I like the idea for this thread, and it’s nice to see your progress ~ how many more classes like this will you be taking? :slight_smile:

Would you mind capitalizing your title, like so:

Learning How to Draw, A Journal by warpy




Nice job, man, good to see you pushing yourself. :slight_smile:


@ rebecca: i tried, but no idea how, can you do it please ??
as long as i still want to, afford it, its good for me … probably a long time lol

@ lotekk, thanks man :slight_smile: hopefully this will be the place for all noobs to come and push themselves… crossing fingers


I will be keeping an eye on this thread.
This will be a great threat, I am looking forward to your updates.



Way to go Warpy. Its indeed a very good idea.

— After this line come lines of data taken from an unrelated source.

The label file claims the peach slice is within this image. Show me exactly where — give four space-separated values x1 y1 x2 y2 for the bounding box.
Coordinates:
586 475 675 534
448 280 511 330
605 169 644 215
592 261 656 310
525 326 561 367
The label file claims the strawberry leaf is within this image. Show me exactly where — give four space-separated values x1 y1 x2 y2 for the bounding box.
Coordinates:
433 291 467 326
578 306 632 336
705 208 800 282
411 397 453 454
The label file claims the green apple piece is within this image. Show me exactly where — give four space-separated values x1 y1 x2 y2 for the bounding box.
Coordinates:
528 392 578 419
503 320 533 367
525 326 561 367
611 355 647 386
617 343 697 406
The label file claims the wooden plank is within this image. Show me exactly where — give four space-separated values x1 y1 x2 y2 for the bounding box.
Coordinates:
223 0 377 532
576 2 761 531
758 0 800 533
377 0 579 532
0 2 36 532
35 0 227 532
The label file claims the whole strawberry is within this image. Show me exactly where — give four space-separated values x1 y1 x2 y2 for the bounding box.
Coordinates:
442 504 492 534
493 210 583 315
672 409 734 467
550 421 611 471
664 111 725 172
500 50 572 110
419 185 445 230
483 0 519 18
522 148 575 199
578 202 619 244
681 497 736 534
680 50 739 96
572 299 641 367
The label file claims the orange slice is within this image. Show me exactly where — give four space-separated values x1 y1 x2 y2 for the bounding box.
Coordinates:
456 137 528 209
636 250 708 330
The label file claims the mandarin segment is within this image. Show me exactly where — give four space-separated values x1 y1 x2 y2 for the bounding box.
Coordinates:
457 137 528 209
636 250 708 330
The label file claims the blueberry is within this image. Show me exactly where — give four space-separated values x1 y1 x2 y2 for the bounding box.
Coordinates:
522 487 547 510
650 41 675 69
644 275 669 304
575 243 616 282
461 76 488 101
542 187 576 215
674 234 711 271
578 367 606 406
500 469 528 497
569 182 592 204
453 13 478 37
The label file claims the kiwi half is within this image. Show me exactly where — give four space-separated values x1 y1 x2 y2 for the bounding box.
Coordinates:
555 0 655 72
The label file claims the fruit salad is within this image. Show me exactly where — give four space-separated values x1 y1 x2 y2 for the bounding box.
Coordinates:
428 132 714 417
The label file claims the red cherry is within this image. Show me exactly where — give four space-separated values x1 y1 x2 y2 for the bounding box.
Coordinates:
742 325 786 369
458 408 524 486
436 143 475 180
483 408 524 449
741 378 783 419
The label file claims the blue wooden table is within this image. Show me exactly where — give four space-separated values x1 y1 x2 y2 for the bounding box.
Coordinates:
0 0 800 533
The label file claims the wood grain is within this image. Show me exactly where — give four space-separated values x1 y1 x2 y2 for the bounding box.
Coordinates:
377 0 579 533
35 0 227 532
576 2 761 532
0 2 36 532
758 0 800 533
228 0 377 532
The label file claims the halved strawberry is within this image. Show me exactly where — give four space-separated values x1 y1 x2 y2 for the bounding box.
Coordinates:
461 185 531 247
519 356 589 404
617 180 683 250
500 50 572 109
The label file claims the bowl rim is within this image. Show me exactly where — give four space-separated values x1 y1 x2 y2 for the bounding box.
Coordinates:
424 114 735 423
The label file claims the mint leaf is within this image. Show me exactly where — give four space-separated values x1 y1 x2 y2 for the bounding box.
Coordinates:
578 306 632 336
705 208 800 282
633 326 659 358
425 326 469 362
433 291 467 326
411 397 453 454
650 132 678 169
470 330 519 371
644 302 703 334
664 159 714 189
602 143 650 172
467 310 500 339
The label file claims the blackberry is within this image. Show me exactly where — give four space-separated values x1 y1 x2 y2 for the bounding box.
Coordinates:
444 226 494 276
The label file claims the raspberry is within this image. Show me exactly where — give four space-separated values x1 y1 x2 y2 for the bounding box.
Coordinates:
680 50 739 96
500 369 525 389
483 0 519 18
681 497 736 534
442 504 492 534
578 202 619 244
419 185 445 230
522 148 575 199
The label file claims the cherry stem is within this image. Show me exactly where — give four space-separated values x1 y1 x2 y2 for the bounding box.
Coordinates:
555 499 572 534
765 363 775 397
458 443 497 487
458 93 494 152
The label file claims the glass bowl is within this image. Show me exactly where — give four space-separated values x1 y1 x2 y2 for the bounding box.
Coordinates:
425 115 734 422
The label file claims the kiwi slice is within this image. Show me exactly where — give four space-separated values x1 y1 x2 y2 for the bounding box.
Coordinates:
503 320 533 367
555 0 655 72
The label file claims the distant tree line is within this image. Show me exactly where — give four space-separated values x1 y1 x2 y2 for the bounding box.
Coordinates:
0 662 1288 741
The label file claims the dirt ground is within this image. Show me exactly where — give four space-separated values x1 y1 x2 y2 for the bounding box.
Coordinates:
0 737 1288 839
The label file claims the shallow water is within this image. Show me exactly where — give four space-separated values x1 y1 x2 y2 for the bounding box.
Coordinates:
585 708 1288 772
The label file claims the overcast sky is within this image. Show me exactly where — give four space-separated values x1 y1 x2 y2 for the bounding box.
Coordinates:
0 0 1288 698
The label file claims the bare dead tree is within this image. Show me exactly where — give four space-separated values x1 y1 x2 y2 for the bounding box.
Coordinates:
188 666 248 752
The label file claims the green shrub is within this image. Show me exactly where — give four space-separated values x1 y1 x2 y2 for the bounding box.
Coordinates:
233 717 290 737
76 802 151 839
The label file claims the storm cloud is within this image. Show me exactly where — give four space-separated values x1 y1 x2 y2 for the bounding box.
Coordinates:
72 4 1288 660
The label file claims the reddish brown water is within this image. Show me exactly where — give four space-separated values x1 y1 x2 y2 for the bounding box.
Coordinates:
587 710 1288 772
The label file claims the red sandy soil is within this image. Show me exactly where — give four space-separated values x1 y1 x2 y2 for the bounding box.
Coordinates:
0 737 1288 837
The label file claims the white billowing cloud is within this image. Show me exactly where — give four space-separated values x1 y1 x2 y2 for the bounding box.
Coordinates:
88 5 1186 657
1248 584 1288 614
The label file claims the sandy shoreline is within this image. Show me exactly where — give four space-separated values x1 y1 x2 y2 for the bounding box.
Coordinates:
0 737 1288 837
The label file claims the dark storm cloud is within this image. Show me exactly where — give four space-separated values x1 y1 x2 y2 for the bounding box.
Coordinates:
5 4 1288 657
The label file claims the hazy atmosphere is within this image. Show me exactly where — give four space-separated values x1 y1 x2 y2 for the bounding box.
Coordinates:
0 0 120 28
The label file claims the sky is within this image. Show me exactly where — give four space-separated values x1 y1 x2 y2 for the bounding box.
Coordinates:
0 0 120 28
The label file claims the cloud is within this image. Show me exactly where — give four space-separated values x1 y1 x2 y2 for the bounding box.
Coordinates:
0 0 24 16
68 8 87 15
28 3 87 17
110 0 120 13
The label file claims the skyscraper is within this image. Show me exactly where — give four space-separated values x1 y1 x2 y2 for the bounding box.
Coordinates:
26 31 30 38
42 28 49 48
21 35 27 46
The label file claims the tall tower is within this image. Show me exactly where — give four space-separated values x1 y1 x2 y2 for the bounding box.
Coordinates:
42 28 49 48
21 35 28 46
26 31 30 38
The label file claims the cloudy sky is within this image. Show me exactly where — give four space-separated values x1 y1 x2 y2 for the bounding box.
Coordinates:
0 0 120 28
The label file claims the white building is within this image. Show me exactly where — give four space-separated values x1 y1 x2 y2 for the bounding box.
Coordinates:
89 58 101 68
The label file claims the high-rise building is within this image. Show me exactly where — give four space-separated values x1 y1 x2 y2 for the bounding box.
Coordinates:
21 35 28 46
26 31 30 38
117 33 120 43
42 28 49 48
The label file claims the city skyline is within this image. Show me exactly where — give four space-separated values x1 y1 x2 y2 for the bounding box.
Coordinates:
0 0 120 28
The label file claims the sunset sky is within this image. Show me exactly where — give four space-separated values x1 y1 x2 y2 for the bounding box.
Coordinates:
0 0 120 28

Goodluck!


great idea!! i hope to learn from it as well … which i think is the objective of the thread… thanks a lot :slight_smile:



One thing that I strongly recommend is to do a number of 2-5-10 or -15 minute gesture exercise sequences as can be found posted here at the beginning of the Beginners’ Lounge thread:

Gesture Exercises

I really think that doing these exercises, either traditionally or digitally, will greatly advance your study of the figure.

You can also find lots of goodies here:

Master Copy Resources

Cheers, :slight_smile:



Hi Ori,

already told you how much I like the idea beid this thread and how useful it will turn out to be for all of us beginners.

Practising basic shapes is a very good exercise which can be applied to many things. You will find yourself shading anatomical shapes the way you learned shading basic shapes, because they are hidden all over the place!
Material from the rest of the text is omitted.